Introduction
Hi there!
“Look, it is already somewhat useable. You have been working on it for quite some time, it would be a pity not to publish it”.
– A good friend of mine pushed me recently.
I am releasing a preview of a hobby project of mine: Open Poiesis – building blocks of a virtual laboratory for systems thinking.
Overview
Intention of the Open Poiesis project is to create an open architecture for a virtual laboratory for modelling, simulation and reasoning about systems. Focus is on the modelling process, model reasoning, model composition and sharing of reusable model fragments.
This project is about modelling the modelling. Where the intended output is an answer to the question:
How a model of a modelling, simulation, reasoning and experimentation process looks like?
The included collection of libraries and tools that are part of the project are essential, yet they are not the primary goal. Their purpose is to reflect and verify ideas about the architecture, structures, algorithms, interchange formats and more. Learnings are captured as a systems architecture, which is constantly evolving.
Current Status
As of the time of this post, the following components exist:
- Poietic Core: Swift package that provides basis for design, design objects, metamodel, changes, persistence, arithmetic expressions.
- Poietic Flows: Swift package for Stock and Flow modelling domain and simulator.
- Poietic Tool: Command-line tool for editing and running Poietic models.
- Poietic Server: Makeshift localhost simulation server for running the PoieticFlows models.
The language of choice for the prototype implementation, which might become referential, is Swift.

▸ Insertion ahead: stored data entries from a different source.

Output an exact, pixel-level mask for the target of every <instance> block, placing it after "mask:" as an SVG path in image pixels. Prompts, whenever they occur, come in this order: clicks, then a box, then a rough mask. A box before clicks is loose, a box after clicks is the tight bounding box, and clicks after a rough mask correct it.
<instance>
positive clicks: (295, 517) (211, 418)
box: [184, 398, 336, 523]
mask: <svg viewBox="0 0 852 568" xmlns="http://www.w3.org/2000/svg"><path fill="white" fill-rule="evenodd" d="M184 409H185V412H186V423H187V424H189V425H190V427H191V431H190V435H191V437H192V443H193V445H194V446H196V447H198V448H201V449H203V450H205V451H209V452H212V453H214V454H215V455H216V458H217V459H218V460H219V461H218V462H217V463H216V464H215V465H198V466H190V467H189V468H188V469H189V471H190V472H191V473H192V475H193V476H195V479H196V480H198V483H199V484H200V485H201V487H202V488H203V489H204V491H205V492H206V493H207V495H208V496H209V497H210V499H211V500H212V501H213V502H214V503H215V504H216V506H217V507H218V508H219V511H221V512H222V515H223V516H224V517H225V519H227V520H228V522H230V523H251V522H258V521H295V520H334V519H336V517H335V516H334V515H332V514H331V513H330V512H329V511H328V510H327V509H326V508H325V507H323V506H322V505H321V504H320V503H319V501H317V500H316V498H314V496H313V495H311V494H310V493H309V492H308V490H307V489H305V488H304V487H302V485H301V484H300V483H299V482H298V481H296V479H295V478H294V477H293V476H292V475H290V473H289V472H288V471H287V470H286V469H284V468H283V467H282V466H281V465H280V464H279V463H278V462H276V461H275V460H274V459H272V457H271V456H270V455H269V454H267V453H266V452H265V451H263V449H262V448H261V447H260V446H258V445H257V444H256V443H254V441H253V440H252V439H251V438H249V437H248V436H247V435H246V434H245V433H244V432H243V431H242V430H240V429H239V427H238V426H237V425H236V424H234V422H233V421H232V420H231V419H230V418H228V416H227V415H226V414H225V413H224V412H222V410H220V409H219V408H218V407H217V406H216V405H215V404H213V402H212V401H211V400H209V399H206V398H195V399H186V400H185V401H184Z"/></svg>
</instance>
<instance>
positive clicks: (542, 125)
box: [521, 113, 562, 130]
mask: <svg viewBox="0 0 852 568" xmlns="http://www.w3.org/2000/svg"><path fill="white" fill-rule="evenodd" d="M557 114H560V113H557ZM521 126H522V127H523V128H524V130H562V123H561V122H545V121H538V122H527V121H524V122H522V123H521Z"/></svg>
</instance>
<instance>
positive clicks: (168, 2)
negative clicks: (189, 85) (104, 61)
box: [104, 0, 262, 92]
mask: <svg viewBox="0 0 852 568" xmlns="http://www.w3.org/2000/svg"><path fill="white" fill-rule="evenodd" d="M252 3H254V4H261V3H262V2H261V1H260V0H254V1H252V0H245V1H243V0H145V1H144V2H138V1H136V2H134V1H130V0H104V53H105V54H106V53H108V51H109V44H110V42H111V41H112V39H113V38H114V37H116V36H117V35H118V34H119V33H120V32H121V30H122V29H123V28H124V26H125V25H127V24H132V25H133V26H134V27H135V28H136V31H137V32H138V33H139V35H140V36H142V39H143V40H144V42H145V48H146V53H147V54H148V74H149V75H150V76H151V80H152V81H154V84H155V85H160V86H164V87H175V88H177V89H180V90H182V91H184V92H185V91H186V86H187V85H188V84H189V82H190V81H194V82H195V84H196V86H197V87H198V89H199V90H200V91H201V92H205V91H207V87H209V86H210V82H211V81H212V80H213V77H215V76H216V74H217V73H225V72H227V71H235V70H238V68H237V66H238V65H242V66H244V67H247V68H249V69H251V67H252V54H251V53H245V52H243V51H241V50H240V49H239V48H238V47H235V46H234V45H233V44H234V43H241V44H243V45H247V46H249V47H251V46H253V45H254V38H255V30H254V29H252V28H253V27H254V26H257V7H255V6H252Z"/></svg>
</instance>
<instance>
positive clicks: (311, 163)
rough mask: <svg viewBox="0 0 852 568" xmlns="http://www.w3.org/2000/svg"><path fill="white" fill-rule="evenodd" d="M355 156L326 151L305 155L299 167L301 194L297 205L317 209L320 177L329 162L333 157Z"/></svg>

The design is gradually being described in the Poietic Architecture repository which will include diagrams, specifications, proposals and more. I am not yet firmly decided on the structure though.
Goals and Non-Goals
Make people see and understand the systems of the nature and society and give them the ability to collaboratively improve the seeing and the understanding.
To achieve that, this project is based on two inter-related foundations: an open architecture of a toolkit and an ecosystem of model libraries. To get there, these are the goals:
- Describe and make tools for seeing and understanding.
- Help others to build similar tools.
- Make sure that the tools that exist out there can exchange user created content.
- Formalise model of models (metamodel) and make sure it is practical yet comprehensive, transparent yet easily processable.
- Enable a way to share, compare and compose models.
- Allow variety of opinions, scenarios and narratives to be present in an open ecosystem of the models.
- Make sure that all of the above, including user’s creations, is open and has assured continuity through formal specification.
I will write about the model library idea in more details later.
A wish: graphical interactive modelling applications (local-first).
See also: Requirements.
Non-Goals
- Performance. At this stage, focusing on performance would get in the way of making the software understandable and it would make the software hard to evolve.
- Development of modelling methodologies that are not based on graphs nor can be integrated in the graph structures.
Next Steps
My personal focus, without specific time commitment is:
- Documenting what exists, describe technical debt
- Creating diagrams of data models, data flows and other relevant aspects of the software. (Populating the architecture repository.)
- Bug-fixing what exists, no radical new features at the moment, except if needed for model examples.
- Create more models and examples. Add features, if necessary, to support those models. (Populating the examples repository.)
- Attempt to sketch a simple graphical modelling application (I am contemplating Godot).
I will be writing more about the project. Regularity is not assured. The upcoming posts that I have in mind:
- Current state of the software with focus on the technical debt and on what is wrong/not as I want it to be.
- Description of the data model, reasoning behind it and known issues.
- Detailed description of the Flows compilation process.
Getting Involved
If you would like to to join me on the journey of modelling the modelling, modelling the seeing and modelling the understanding, I would be more than happy.
If you don’t have an idea how, and if you are an engineer, the help I might need right now is code and documentation review. I have been immersed in my own code for a significant amount if time, that I am numb to many of the design decisions I made.
If you have some technical background, even playing with the toolkit and giving me feedback about the experience will make me happy.
If you are not an engineer, giving me a model suggestion, if you have an existing (stock and flow) model at hand, would benefit the project as well.
Or just give any constructive feedback, ask a question or propose a feature.
Links and Further Reading
- Open Poiesis (all): github
- Poietic Tool: github
- Poietic Flows: github, package documentation
- Poietic Core: github, package documentation
- Poietic Server: github
- Poietic Architecture: github
Closing Remarks
Why I am doing it? because I enjoy it and I feel that it might be useful. That is it.
This project is a hobby project that I am sharing with whoever might like it. I hope it might be at least somewhat useful for others. Even if for nothing else, at least the software evolution story telling and the diagrams might inspire someone.